I've already made another donation appointment, 10 miles further away, later this week, at a small company blood drive.  I will still try my best to donate my nutrient rich, low cholesterol, healthy blood so that needful patients can benefit from it, despite the Red Cross's bureaucracy trying to prevent them from ever getting it.  I hope I get a rational, well trained phlebotomist this time.


  1. Interesting that they're so risk averse in that one site but not others. When I was working on software for blood donation centers, more than 20 years ago, the testing of blood was done in pools. They'd run a single test on a pool of samples from multiple bags of blood and throw the lot away if the test turned up something. Hopefully the number of bags used per pool was based on some sweet spot on the cost/efficiency v waste curve. I have no idea if they still do that. If they do, that's one reason to be risk averse: one bad bag causes many to be thrown out. But that still doesn't explain why that one site in particular is so much more risk averse than any others.

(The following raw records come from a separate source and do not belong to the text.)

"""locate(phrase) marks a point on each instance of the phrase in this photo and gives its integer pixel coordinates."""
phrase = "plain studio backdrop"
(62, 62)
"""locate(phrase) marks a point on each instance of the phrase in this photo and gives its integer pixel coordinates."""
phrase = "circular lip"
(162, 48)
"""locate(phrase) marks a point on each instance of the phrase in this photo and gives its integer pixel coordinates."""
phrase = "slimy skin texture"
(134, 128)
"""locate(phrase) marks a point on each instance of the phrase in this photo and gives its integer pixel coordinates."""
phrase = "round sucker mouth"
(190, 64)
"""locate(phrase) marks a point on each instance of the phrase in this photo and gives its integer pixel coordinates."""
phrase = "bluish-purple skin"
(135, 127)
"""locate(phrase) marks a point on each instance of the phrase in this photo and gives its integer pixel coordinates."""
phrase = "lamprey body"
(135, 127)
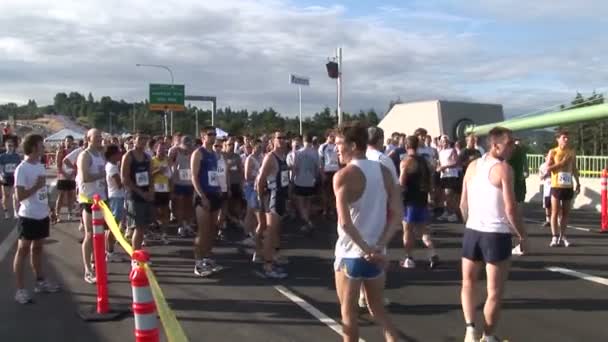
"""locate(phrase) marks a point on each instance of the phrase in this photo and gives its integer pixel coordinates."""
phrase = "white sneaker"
(471, 335)
(90, 278)
(490, 338)
(362, 302)
(554, 242)
(408, 263)
(22, 296)
(113, 257)
(517, 250)
(45, 286)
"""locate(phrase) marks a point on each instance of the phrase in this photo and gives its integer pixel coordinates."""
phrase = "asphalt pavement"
(540, 303)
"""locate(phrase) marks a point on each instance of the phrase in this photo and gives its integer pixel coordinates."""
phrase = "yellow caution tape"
(173, 330)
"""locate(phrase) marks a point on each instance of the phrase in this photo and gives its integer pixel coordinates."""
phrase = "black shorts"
(451, 183)
(86, 207)
(66, 185)
(31, 229)
(9, 180)
(304, 191)
(562, 194)
(214, 198)
(161, 199)
(486, 247)
(275, 202)
(236, 192)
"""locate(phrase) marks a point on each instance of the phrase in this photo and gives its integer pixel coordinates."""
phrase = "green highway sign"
(168, 97)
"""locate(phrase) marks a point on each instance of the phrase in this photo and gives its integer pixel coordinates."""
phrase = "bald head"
(94, 138)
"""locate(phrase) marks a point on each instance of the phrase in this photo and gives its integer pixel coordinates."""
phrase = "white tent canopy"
(220, 133)
(60, 136)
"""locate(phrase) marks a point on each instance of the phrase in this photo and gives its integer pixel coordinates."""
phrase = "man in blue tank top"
(273, 188)
(208, 202)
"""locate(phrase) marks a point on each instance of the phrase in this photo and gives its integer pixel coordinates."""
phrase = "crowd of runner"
(374, 186)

    I also wonder how the people who work their are evaluated and compensated. Are they being incentivized to be irrationally risk averse by bad management? Do failed tests on blood they drew get linked back to them and impact their livelihood? People generally respond to incentives. This smacks of them being incentivized to be risk averse to the detriment of people who actually need blood. Very odd.

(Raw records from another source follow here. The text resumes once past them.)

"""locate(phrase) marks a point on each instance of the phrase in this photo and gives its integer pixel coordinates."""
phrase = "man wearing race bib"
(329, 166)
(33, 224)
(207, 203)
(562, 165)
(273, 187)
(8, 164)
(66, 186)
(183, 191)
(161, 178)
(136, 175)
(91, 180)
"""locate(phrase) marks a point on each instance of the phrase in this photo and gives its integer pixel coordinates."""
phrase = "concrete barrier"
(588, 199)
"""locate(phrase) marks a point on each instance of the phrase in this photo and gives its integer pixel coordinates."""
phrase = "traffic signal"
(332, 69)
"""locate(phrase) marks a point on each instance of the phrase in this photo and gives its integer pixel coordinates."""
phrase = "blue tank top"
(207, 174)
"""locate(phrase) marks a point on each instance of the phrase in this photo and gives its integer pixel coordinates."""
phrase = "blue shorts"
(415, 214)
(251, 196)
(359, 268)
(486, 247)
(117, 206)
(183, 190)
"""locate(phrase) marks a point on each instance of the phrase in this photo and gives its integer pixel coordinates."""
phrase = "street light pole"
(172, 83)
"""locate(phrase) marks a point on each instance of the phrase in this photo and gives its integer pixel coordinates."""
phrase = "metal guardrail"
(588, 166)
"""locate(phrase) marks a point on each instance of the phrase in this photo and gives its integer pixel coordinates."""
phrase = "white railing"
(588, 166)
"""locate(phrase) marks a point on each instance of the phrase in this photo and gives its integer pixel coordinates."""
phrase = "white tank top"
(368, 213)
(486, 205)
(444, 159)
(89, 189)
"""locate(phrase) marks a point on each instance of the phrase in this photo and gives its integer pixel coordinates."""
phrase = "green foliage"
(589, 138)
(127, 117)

  2. At the main collection center, I wore a white shirt, the lighting was BRIGHT, that I think, emphasized the minor discoloration on one arm, and triggered the irrational reaction. At the blood mobile, the lighting was dimmer, I wore a red shirt, and I was "kinder & gentler" with the initial negative reaction from the first screener, who went and got her supervisor, who was more empathetic. Both center & mobile followed the same screening protocol, identically, but the blood mobile was more human and rational about it.

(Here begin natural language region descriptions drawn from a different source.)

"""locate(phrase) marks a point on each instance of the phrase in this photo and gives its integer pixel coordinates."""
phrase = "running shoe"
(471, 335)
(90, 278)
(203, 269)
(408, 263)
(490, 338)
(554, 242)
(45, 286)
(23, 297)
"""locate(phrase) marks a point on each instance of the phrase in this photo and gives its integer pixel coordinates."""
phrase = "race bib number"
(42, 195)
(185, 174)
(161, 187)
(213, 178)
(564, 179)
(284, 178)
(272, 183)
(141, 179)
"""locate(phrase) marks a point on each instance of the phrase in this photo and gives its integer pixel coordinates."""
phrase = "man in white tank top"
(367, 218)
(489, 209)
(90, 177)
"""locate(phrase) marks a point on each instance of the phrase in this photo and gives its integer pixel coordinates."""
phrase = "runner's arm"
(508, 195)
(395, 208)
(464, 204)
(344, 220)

    They butadiene & iodine the skin for 2 minutes, killing anything that may be on the surface. The testing of the blood is all about what comes out, at the end of the donation, not what is on the surface at the beginning. Each time I've had a skeptical screener, I've told them about my bike wreck, cutting the grass, reacting to my cat… my arms are rarely ever pristine from wrist to shoulder…. and each time they've explained that they are concerned about the "donor's safety" and a "negative reaction to the needle stick site antiseptic" … and that's all well and good, since I've Never Had A Negative Reaction, in over 7 gallons donated, for Thirty Years. If I was going to have a negative reaction to butadiene or iodine by now, it would have manifested itself. The masking tape they use (instead of band aids) after the donation (combined with a cotton ball over the stick site) and the glue in the masking tape has a Much Higher risk of a negative reaction in a dermal sensitive patient than the antiseptics… but that would be a rational, scientific approach.

    In 20/20 hindsight, it is all about managing the initial screener, having a human rapport with the screener and her supervisor, and remaining calm. My obvious eye rolling, exasperated sighing, and "tone of disbelief" on Tuesday at the center was replaced by calm, somber, stories of 20 year old kitty to whom I am allergic on Wednesday, and that won over hearts & minds. Nothing to do about blood samples drawn, everything to do about wether or not to draw the sample. Also, California is a risk adverse sue-happy state. AZ, SC, and IN were not… and I never saw an SEI placard in any of the non-CA sites, ever, in 30 years (and I am rather perceptive). Now that I understand how I was "challenging the decision of a union shop floor worker" and how (in other industries) that causes them to Dig Their Heels In ("are you going to support me in this, or not, Ms. Supervisor???") … I get it.